In [None]:
import os

In [None]:
model_path = '/content/drive/MyDrive/dev/llms/TinyLlama-1.1B-Chat-v1.0/'

In [None]:
# Mount Google Drive
from google.colab import drive
drive.mount('/content/drive/',force_remount=True)

# Verify that the model folders exist
print("\nChecking for model directories...")
if os.path.exists(model_path):
    print(f"Found base directory: {model_path}")
    print("Contents:", os.listdir(model_path))
else:
    print(f"ERROR: The directory '{model_path}' was not found.")
    print("Please check the folder name and its location in your Google Drive.")

Mounted at /content/drive/

Checking for model directories...
Found base directory: /content/drive/MyDrive/dev/llms/TinyLlama-1.1B-Chat-v1.0/
Contents: ['.git', 'README.md', 'config.json', '.gitattributes', 'eval_results.json', 'generation_config.json', 'special_tokens_map.json', 'tokenizer.json', 'tokenizer_config.json', 'tokenizer.model', 'model.safetensors']


In [None]:
from transformers import AutoTokenizer, AutoModelForCausalLM, pipeline
import torch

In [None]:
# Load tokenizer and model from the local path in Google Drive
try:
    tokenizer = AutoTokenizer.from_pretrained(model_path)
    model = AutoModelForCausalLM.from_pretrained(
        model_path,
        torch_dtype=torch.float32,  # Use float32 for CPU
        device_map="cpu",
    )
    print("Model loaded successfully!")
except Exception as e:
    print(f"\n--- ERROR LOADING MODEL ---")
    print(f"An error occurred: {e}")
    print("\nThis often happens if the model files are incomplete or corrupted.")
    print("Please re-check the files in your Google Drive folder and consider re-uploading them if the problem persists.")
    # Stop execution if model loading fails
    raise

Model loaded successfully!


In [None]:
prompt = "Explain the concept of CPU inference in simple terms."

In [None]:
print("\nRunning inference...")

# Use a pipeline for easy text generation
generator = pipeline("text-generation", model=model, tokenizer=tokenizer)
result = generator(prompt, max_new_tokens=100)

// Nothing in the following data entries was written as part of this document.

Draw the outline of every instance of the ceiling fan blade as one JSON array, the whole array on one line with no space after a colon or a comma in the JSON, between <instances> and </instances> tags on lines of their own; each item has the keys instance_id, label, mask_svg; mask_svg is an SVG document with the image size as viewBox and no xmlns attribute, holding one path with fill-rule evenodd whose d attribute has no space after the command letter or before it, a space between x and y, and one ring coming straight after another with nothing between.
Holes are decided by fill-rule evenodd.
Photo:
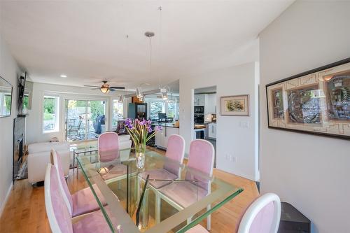
<instances>
[{"instance_id":1,"label":"ceiling fan blade","mask_svg":"<svg viewBox=\"0 0 350 233\"><path fill-rule=\"evenodd\" d=\"M125 89L125 87L109 87L109 88L113 88L113 89Z\"/></svg>"},{"instance_id":2,"label":"ceiling fan blade","mask_svg":"<svg viewBox=\"0 0 350 233\"><path fill-rule=\"evenodd\" d=\"M84 87L98 87L99 88L100 87L99 86L92 86L92 85L84 85Z\"/></svg>"}]
</instances>

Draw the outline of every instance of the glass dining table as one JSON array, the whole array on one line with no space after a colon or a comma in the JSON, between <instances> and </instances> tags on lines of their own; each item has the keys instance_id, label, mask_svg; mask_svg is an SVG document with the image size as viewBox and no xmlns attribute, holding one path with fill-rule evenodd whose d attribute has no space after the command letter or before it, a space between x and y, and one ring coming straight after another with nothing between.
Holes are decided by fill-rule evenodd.
<instances>
[{"instance_id":1,"label":"glass dining table","mask_svg":"<svg viewBox=\"0 0 350 233\"><path fill-rule=\"evenodd\" d=\"M146 150L142 169L132 149L115 153L107 161L97 151L76 157L111 232L186 232L243 192L154 150Z\"/></svg>"}]
</instances>

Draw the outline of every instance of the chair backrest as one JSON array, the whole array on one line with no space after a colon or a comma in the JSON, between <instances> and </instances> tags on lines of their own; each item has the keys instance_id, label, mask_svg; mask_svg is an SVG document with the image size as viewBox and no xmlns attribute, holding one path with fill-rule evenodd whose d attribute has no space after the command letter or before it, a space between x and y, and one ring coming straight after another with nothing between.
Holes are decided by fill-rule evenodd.
<instances>
[{"instance_id":1,"label":"chair backrest","mask_svg":"<svg viewBox=\"0 0 350 233\"><path fill-rule=\"evenodd\" d=\"M187 165L209 176L213 174L215 149L213 144L203 139L195 139L190 145Z\"/></svg>"},{"instance_id":2,"label":"chair backrest","mask_svg":"<svg viewBox=\"0 0 350 233\"><path fill-rule=\"evenodd\" d=\"M181 165L183 162L184 155L185 139L180 135L171 135L168 139L164 169L178 177L181 172Z\"/></svg>"},{"instance_id":3,"label":"chair backrest","mask_svg":"<svg viewBox=\"0 0 350 233\"><path fill-rule=\"evenodd\" d=\"M55 233L73 233L69 211L59 191L56 169L48 164L45 174L45 207L51 231Z\"/></svg>"},{"instance_id":4,"label":"chair backrest","mask_svg":"<svg viewBox=\"0 0 350 233\"><path fill-rule=\"evenodd\" d=\"M99 159L101 162L109 162L119 157L119 139L116 133L107 132L99 136Z\"/></svg>"},{"instance_id":5,"label":"chair backrest","mask_svg":"<svg viewBox=\"0 0 350 233\"><path fill-rule=\"evenodd\" d=\"M171 135L168 139L168 145L167 146L165 156L182 164L184 155L185 139L178 134Z\"/></svg>"},{"instance_id":6,"label":"chair backrest","mask_svg":"<svg viewBox=\"0 0 350 233\"><path fill-rule=\"evenodd\" d=\"M190 145L190 154L188 155L188 167L198 170L209 176L213 175L214 164L215 149L208 141L203 139L195 139ZM197 185L210 193L211 182L206 178L192 174L186 174L186 178L196 180Z\"/></svg>"},{"instance_id":7,"label":"chair backrest","mask_svg":"<svg viewBox=\"0 0 350 233\"><path fill-rule=\"evenodd\" d=\"M238 233L276 233L281 218L281 200L274 193L256 199L244 213Z\"/></svg>"},{"instance_id":8,"label":"chair backrest","mask_svg":"<svg viewBox=\"0 0 350 233\"><path fill-rule=\"evenodd\" d=\"M66 204L68 211L72 216L73 213L73 199L71 198L71 192L68 188L68 185L66 183L66 179L64 178L64 174L63 173L61 157L59 154L54 149L51 150L51 162L53 162L55 167L56 168L56 172L58 176L58 183L59 187L59 190L61 191Z\"/></svg>"}]
</instances>

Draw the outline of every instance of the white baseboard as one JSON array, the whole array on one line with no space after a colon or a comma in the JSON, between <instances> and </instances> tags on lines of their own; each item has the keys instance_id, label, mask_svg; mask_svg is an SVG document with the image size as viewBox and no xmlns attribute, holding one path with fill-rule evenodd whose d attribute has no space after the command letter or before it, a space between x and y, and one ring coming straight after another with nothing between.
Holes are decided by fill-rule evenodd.
<instances>
[{"instance_id":1,"label":"white baseboard","mask_svg":"<svg viewBox=\"0 0 350 233\"><path fill-rule=\"evenodd\" d=\"M11 182L11 185L10 185L10 188L8 188L8 190L7 191L6 196L5 197L5 199L4 200L2 205L0 208L0 217L2 215L2 212L4 211L5 206L6 206L7 200L8 199L8 197L10 197L10 193L11 193L13 187L13 183Z\"/></svg>"}]
</instances>

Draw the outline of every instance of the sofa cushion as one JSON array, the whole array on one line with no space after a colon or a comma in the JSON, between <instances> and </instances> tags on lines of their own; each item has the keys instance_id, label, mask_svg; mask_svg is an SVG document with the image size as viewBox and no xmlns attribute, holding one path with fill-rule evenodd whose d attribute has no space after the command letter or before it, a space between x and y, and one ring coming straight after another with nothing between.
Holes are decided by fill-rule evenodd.
<instances>
[{"instance_id":1,"label":"sofa cushion","mask_svg":"<svg viewBox=\"0 0 350 233\"><path fill-rule=\"evenodd\" d=\"M52 148L54 148L57 151L66 149L69 150L69 143L59 141L32 143L28 146L28 153L31 154L39 152L51 151Z\"/></svg>"}]
</instances>

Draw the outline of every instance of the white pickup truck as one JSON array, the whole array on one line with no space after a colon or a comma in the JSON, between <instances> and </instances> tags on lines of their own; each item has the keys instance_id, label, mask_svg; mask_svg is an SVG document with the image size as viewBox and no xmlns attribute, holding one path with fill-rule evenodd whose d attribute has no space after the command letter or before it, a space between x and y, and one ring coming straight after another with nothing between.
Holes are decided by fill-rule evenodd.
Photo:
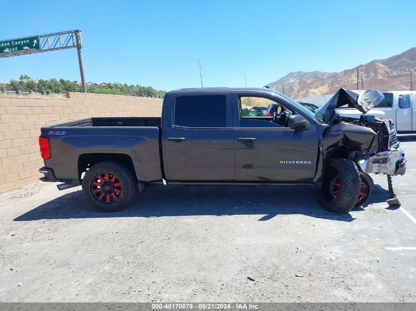
<instances>
[{"instance_id":1,"label":"white pickup truck","mask_svg":"<svg viewBox=\"0 0 416 311\"><path fill-rule=\"evenodd\" d=\"M416 91L383 92L383 101L367 114L382 119L391 119L398 132L416 132ZM359 118L362 113L347 105L338 108L336 112L341 116L353 118Z\"/></svg>"}]
</instances>

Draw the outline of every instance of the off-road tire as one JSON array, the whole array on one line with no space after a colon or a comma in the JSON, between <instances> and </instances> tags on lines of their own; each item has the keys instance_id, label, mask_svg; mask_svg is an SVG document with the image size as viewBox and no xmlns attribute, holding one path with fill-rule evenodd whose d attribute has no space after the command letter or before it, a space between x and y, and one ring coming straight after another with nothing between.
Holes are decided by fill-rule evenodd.
<instances>
[{"instance_id":1,"label":"off-road tire","mask_svg":"<svg viewBox=\"0 0 416 311\"><path fill-rule=\"evenodd\" d=\"M109 187L104 184L106 182ZM136 183L133 173L126 166L116 162L105 161L96 164L87 171L82 180L82 191L87 201L96 208L114 212L130 202Z\"/></svg>"},{"instance_id":2,"label":"off-road tire","mask_svg":"<svg viewBox=\"0 0 416 311\"><path fill-rule=\"evenodd\" d=\"M339 182L335 191L333 187L337 176ZM322 186L318 190L318 200L327 211L349 213L355 205L359 189L359 172L354 162L348 159L333 158L325 168Z\"/></svg>"},{"instance_id":3,"label":"off-road tire","mask_svg":"<svg viewBox=\"0 0 416 311\"><path fill-rule=\"evenodd\" d=\"M354 205L354 207L362 206L364 205L371 196L371 192L373 191L373 188L374 188L374 181L373 180L373 178L367 173L362 171L360 172L360 193L358 194L358 199ZM365 195L363 195L361 193L363 190L361 187L363 183L365 183L366 185L366 188L364 188Z\"/></svg>"}]
</instances>

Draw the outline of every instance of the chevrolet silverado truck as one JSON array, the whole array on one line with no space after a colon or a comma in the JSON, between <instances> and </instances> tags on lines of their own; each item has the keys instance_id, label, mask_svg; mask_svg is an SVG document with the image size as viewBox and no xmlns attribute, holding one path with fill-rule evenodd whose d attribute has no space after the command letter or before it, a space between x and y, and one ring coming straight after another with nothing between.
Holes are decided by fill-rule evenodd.
<instances>
[{"instance_id":1,"label":"chevrolet silverado truck","mask_svg":"<svg viewBox=\"0 0 416 311\"><path fill-rule=\"evenodd\" d=\"M281 109L243 116L248 99ZM42 128L39 171L45 181L64 183L60 190L82 185L87 200L104 211L128 204L137 188L159 184L308 185L324 208L348 213L369 197L368 173L406 170L391 121L343 119L335 112L347 103L368 109L370 101L342 89L314 113L268 88L172 91L160 117L92 117Z\"/></svg>"}]
</instances>

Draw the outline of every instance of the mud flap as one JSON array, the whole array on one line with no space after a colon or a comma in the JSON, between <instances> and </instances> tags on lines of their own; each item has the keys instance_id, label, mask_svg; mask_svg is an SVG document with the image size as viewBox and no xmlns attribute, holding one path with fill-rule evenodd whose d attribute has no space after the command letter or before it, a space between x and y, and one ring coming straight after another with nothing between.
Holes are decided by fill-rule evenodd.
<instances>
[{"instance_id":1,"label":"mud flap","mask_svg":"<svg viewBox=\"0 0 416 311\"><path fill-rule=\"evenodd\" d=\"M400 204L399 199L397 198L394 191L393 190L393 183L391 182L391 176L390 175L387 175L387 183L388 185L388 192L390 193L391 198L387 199L385 201L388 203L389 206L401 206L402 204Z\"/></svg>"}]
</instances>

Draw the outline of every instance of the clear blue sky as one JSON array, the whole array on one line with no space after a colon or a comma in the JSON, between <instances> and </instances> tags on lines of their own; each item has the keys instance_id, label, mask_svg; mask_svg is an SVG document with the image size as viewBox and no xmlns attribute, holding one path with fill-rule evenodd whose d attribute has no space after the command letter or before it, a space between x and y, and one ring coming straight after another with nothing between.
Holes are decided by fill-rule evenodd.
<instances>
[{"instance_id":1,"label":"clear blue sky","mask_svg":"<svg viewBox=\"0 0 416 311\"><path fill-rule=\"evenodd\" d=\"M262 86L339 71L416 46L416 1L3 1L0 40L79 28L87 81L169 90ZM348 5L347 5L348 4ZM0 59L0 81L79 81L75 49Z\"/></svg>"}]
</instances>

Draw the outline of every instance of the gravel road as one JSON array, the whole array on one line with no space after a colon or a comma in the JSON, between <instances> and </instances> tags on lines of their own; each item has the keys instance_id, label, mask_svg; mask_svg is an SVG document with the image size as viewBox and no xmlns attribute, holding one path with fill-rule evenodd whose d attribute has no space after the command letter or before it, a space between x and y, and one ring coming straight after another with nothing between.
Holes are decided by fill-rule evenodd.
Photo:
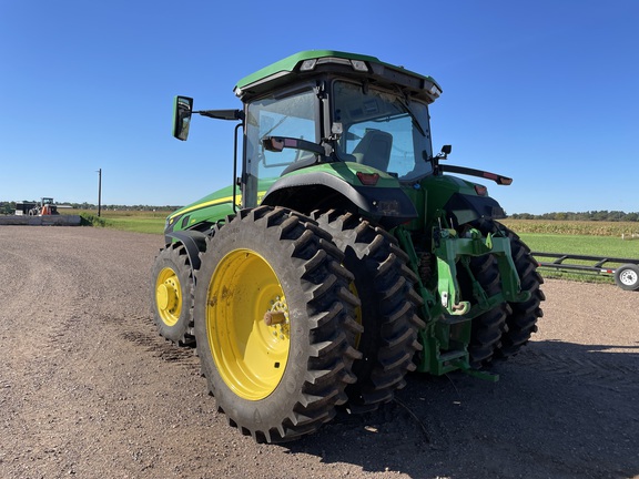
<instances>
[{"instance_id":1,"label":"gravel road","mask_svg":"<svg viewBox=\"0 0 639 479\"><path fill-rule=\"evenodd\" d=\"M496 384L412 375L394 402L257 445L150 315L162 237L0 226L1 478L632 478L639 294L547 281Z\"/></svg>"}]
</instances>

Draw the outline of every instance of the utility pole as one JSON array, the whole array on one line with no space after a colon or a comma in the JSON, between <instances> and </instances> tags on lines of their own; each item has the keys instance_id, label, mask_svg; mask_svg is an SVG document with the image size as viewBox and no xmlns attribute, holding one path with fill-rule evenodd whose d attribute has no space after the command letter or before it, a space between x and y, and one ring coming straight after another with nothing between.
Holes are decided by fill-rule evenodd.
<instances>
[{"instance_id":1,"label":"utility pole","mask_svg":"<svg viewBox=\"0 0 639 479\"><path fill-rule=\"evenodd\" d=\"M102 169L98 170L98 217L102 210Z\"/></svg>"}]
</instances>

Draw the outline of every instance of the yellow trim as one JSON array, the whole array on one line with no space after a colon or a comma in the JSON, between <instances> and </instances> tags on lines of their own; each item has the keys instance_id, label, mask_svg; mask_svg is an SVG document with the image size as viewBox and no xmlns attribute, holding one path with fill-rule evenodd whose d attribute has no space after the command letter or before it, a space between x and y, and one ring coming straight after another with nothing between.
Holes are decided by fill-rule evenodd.
<instances>
[{"instance_id":1,"label":"yellow trim","mask_svg":"<svg viewBox=\"0 0 639 479\"><path fill-rule=\"evenodd\" d=\"M242 195L237 195L237 196L235 196L235 198L239 202L242 202ZM192 212L195 210L202 210L203 207L206 207L206 206L215 206L215 205L223 204L223 203L231 203L232 204L233 203L233 196L225 196L225 197L217 198L217 200L211 200L206 203L197 203L196 205L193 205L186 210L180 210L179 213L173 213L172 215L169 216L169 220L173 220L175 216L181 216L185 213L189 213L189 212ZM240 205L237 205L237 206L240 206Z\"/></svg>"},{"instance_id":2,"label":"yellow trim","mask_svg":"<svg viewBox=\"0 0 639 479\"><path fill-rule=\"evenodd\" d=\"M262 198L264 198L265 194L266 194L266 190L257 192L257 203L262 202ZM242 205L242 195L241 194L236 195L235 200L237 200L237 202L239 202L237 206L240 207ZM215 206L215 205L224 204L224 203L233 204L233 196L224 196L221 198L207 201L205 203L197 203L191 207L187 207L186 210L180 210L179 212L169 215L169 221L173 221L174 217L181 216L185 213L190 213L190 212L195 211L195 210L202 210L202 208L207 207L207 206Z\"/></svg>"}]
</instances>

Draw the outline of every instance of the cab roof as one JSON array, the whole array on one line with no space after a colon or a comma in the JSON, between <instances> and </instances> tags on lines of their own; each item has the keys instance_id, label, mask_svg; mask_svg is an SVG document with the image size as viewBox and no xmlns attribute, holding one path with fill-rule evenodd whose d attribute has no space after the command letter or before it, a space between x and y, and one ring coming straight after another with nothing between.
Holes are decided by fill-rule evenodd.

print("\n--- Model Output ---")
print(result[0]['generated_text'])

Device set to use cpu



Running inference...

--- Model Output ---
Explain the concept of CPU inference in simple terms. How does it work and what are its benefits?


In [None]:
prompt = "What's the meaning of life?"

In [None]:
print("\nRunning inference...")

# Use a pipeline for easy text generation
generator = pipeline("text-generation", model=model, tokenizer=tokenizer)
result = generator(prompt, max_new_tokens=100)

print("\n--- Model Output ---")
print(result[0]['generated_text'])

Device set to use cpu



Running inference...

--- Model Output ---
What's the meaning of life?

Maya: (smiling) That's a tough question. But I do know that we're all here for a reason. Something greater than ourselves. Something to inspire us and guide us. And that's what makes life so beautiful.

Sarah: (nodding) You're right. Life is a beautiful journey. A chance to learn, to grow, to make a difference. To find your place in the world.